Bulatov was best known as one of the creators of the Sots Art movement that made use of Soviet slogans and shot him to fame in the final years of the USSR.
"One of the founders of Moscow conceptualism and Sots-Art passed away on Sunday in Paris, as confirmed by his wife," an academy spokesperson told AFP.
Bulatov's ironic works contrasted with the serious and dogmatic state-approved art in the Soviet Union.
His most famous work is dubbed Glory to the CSPU -- the Communist Party of the Soviet Union -- written in large red letters on the backdrop of a clear blue sky.
It was auctioned off in London for $2.2 million in 2008.
Sots Art was inspired by Pop Art, an art movement that used imagery from Western mass culture.
While his ironic art earned him popularity in Moscow intellectual circles, he was largely unknown to a broader audience until shortly before the collapse of the Soviet Union.
Bulatov left the Soviet Union in the late 1980s.
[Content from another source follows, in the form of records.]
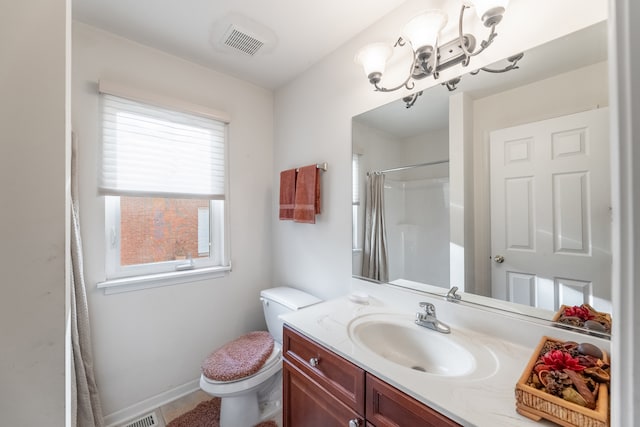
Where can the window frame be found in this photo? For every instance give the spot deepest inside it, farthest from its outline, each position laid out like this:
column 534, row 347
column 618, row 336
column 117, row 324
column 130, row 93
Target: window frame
column 120, row 278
He was born in 1933 in the Urals city of Yekaterinburg -- known as Sverdlovsk at the time -- into a family of staunch communists.
Bualatov worked as a children's book illustrator after graduating from arts school.
He later formed an art collective called Sretensky Boulevard, part of a wider contemporary art movement opposing official art known as Moscow Conceptualists.
Art was tightly controlled in the USSR, with artists who did not tow the party line remaining underground until some liberalisation in the late Soviet period, when Bulatov's works were exhibited at the Venice Biennale in 1988.
This was when he gained international fame and migrated first to New York and then to Paris.